In the insulin alone group, significant improvement was observed in the mean total cholesterol of females, while other metabolic parameters remained unchanged. The finding is in accordance with a recent clinical trial done in females with polycystic ovary syndrome (PCOS), who also benefitted from vitamin D3 supplementation in terms of decreased cholesterol levels. However, the improvement in the cholesterol levels secondary to vitamin D correction were not observed in other trials involving the general population in both the short- and long term.

In contrast, the insulin + oral agents group showed more significant improvements in the metabolic profile, which included triglycerides and total cholesterol, as well as systolic blood pressure and HDL-cholesterol in the males. Vitamin D correction may protect against increased cardiovascular risk through the promotion of large HDL particle formation, which increases reverse cholesterol transport. These large HDL-cholesterol particles may form because of stimulation of apolipoprotein A1, the largest component of HDL-cholesterol, by vitamin D. While the mechanism of why this effect was only apparent in the insulin + oral agents group cannot be addressed in the present study, it is worthy to mention that vitamin D correction under this particular regimen was more beneficial in terms of improving cardiometabolic profile than the standard DMT2 treatments.

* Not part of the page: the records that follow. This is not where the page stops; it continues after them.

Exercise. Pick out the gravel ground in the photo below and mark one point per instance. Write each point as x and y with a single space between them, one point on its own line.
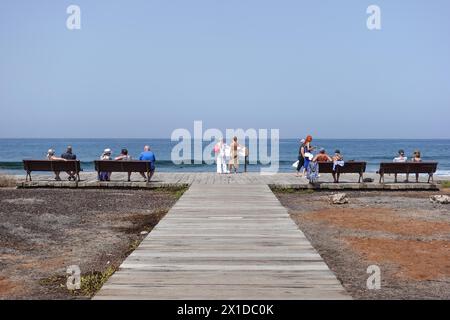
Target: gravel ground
43 231
403 233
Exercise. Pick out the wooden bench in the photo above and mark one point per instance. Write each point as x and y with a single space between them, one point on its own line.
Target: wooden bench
358 167
52 165
123 166
407 168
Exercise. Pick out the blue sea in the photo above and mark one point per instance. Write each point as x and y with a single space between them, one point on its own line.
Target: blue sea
373 151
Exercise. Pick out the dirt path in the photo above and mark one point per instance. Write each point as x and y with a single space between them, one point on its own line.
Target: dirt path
403 233
44 231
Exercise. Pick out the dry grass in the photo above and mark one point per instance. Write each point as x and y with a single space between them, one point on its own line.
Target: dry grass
7 181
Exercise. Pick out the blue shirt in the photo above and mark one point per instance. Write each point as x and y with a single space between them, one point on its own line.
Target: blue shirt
148 156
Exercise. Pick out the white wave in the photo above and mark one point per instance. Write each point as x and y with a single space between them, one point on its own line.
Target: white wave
443 173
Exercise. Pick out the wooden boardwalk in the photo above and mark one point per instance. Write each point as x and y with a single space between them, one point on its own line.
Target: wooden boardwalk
224 241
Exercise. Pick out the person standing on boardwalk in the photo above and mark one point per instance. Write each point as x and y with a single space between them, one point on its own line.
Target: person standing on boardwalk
219 150
69 155
307 152
234 155
301 159
148 155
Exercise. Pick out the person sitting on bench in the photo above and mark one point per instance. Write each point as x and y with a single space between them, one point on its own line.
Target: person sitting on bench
148 155
322 156
51 156
338 160
123 156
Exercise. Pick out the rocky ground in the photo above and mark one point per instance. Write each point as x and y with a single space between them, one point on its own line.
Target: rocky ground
403 233
43 231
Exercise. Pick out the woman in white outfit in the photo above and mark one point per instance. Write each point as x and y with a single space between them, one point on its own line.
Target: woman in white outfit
219 149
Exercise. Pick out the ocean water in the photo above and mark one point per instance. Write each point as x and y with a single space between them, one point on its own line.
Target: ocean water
373 151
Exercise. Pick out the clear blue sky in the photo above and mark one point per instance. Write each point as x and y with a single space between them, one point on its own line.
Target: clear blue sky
144 68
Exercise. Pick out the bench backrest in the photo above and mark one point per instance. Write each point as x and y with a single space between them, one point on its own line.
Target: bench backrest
349 167
408 167
122 166
52 165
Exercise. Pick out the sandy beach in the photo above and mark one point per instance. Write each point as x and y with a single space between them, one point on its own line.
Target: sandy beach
43 231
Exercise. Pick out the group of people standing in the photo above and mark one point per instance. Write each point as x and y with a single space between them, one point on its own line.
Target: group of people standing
146 155
223 151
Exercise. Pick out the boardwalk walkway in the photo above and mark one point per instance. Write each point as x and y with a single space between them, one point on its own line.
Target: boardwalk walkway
222 241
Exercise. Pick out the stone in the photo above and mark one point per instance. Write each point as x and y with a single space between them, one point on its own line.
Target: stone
440 198
339 198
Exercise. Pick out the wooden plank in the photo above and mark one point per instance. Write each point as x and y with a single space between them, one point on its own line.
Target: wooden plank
224 241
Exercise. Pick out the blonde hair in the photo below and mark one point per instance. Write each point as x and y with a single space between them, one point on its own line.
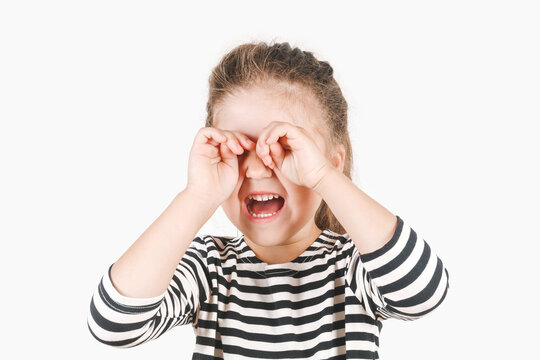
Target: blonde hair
259 62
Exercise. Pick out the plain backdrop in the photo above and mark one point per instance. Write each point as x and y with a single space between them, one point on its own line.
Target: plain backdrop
100 101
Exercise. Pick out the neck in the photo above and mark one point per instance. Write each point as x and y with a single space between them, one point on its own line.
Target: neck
282 253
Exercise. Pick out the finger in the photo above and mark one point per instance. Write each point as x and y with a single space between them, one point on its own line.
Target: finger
225 151
233 142
244 140
286 133
210 135
277 155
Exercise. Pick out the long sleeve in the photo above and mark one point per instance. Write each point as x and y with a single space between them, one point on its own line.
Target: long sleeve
404 279
121 321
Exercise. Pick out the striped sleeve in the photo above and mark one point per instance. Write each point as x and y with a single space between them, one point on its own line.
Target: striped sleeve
404 279
121 321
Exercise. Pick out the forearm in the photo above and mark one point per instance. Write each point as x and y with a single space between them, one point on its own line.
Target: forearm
147 267
368 223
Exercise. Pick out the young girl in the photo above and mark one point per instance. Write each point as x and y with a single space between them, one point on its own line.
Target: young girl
319 263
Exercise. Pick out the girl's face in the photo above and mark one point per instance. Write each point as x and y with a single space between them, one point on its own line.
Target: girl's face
249 111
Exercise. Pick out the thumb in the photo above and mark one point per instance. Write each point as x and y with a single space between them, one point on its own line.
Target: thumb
277 153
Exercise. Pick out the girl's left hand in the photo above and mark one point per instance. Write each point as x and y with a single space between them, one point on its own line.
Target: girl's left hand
289 149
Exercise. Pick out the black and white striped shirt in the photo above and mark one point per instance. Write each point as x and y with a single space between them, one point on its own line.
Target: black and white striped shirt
326 304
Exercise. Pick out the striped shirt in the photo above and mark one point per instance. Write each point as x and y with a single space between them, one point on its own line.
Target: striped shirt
326 304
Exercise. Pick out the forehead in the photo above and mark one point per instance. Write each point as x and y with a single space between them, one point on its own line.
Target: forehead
250 110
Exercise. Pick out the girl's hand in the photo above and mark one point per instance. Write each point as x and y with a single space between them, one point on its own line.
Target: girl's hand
213 163
290 149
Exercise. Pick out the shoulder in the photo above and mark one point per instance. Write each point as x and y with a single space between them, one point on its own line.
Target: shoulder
219 243
334 241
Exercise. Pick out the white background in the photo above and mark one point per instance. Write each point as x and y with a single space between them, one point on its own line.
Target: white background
100 101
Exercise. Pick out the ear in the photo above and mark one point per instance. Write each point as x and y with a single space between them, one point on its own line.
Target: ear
338 157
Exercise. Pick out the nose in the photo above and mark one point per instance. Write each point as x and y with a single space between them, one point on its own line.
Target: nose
254 166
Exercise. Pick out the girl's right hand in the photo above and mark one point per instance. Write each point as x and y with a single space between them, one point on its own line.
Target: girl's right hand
213 163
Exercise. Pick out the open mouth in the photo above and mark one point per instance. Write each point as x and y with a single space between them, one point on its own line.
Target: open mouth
264 206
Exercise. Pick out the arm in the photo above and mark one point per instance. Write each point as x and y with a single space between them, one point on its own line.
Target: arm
391 269
158 283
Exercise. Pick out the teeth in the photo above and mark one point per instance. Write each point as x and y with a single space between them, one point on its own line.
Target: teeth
263 197
261 215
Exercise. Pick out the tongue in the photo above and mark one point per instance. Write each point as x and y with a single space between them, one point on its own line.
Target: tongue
266 207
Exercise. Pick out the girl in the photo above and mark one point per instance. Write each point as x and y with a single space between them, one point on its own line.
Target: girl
319 263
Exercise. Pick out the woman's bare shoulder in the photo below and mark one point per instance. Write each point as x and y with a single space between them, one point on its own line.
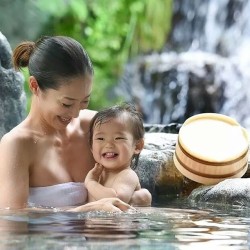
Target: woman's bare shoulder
17 137
85 116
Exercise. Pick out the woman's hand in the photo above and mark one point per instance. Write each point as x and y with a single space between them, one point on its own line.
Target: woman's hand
105 204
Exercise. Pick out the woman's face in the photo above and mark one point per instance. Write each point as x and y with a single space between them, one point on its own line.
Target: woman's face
59 107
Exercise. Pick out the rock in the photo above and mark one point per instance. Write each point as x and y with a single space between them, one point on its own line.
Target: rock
157 171
12 95
228 192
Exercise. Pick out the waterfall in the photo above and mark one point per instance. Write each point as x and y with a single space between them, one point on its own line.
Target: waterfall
204 66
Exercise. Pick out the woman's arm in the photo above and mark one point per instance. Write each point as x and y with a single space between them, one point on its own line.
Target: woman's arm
123 188
14 171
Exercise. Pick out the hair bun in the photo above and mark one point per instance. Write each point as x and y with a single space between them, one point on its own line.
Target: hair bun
22 53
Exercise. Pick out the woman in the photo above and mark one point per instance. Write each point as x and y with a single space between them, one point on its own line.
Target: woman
45 159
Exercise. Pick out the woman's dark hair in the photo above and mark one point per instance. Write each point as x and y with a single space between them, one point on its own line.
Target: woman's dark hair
52 58
134 120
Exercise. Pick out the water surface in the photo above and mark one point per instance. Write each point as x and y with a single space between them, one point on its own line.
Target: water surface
167 226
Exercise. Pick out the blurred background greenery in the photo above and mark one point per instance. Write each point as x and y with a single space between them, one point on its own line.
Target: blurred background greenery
112 31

No significant changes were seen in other groups (metformin, oral agent-combinations and sulphonylurea) in relation to vitamin D supplementation, with the exception of increased levels of 25-OHVitD. Of note is the lack of a significant increase in the HDL-cholesterol levels of the sulphonylurea group, which can be clinically favorable, since DM patients on sulphonylureas had a lower HDL-cholesterol than DMT2 patients on insulin and diet, not to mention the lower ability of sulphonylureas to improve the lipid profile, making it a positive risk factor for ischemic heart disease in patients with DMT2. It is also clinically favorable in the sense that most probably the vitamin D supplementation is sufficient to counteract the HDL-lowering ability of sulphonylureas, but not sufficient in increasing HDL-levels, making the final level similar to previous measurements. Furthermore, the increased 25-OHVitD levels in the metformin group with no added metabolic improvements may imply, at least, that metformin does not affect negatively vitamin D correction in these patients.

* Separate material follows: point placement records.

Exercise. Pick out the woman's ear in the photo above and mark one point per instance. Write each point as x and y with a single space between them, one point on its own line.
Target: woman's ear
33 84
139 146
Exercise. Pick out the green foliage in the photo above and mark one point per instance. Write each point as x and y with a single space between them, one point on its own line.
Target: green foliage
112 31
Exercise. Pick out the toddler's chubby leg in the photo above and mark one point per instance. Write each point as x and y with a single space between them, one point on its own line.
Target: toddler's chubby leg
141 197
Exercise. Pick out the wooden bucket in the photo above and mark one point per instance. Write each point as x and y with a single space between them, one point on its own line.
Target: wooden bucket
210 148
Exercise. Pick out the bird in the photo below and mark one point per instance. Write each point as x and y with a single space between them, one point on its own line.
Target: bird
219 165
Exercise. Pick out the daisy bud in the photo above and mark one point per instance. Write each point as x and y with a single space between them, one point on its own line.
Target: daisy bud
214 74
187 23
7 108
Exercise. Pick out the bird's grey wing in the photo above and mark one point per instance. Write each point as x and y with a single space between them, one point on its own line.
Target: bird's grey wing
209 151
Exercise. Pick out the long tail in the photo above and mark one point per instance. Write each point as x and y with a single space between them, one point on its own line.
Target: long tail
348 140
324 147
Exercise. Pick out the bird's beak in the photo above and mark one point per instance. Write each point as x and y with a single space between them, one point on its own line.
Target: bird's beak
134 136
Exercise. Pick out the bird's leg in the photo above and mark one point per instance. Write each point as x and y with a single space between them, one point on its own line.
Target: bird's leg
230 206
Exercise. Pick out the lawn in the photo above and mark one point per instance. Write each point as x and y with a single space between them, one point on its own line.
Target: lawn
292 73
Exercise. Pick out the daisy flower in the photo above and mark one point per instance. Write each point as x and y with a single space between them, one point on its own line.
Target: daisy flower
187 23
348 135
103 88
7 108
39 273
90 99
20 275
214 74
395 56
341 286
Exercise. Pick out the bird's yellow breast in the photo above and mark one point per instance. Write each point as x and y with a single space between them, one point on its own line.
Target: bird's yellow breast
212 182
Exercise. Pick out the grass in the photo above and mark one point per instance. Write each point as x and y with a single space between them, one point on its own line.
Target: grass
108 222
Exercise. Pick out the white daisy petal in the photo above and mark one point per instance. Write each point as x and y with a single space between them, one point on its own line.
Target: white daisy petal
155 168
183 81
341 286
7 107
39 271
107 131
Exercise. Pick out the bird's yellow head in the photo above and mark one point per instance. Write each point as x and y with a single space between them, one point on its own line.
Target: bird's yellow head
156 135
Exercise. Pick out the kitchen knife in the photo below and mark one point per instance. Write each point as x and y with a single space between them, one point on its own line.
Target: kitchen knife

The authors acknowledge several limitations. The small sample size of some DMT2 groups may have created bias and thus results from these groups should be interpreted with caution. Other confounders, such as diet and physical activity, were not accounted for in the study. Furthermore the mean doses of medications were not documented and therefore the dose dependent effect cannot be verified. Nevertheless, this is one of the first studies to compare how different DMT2 therapies affect vitamin D supplementation. While all groups seemed to increase their levels of 25-OHVitD after onset supplementation, it appears that those DMT2 patients on insulin in combination with other drugs was the group that benefitted the most as compared with other groups in terms of improving cardiovascular risk. Further studies on the effects of vitamin D supplementation in harder outcomes such as HOMA β-function in these groups should be considered.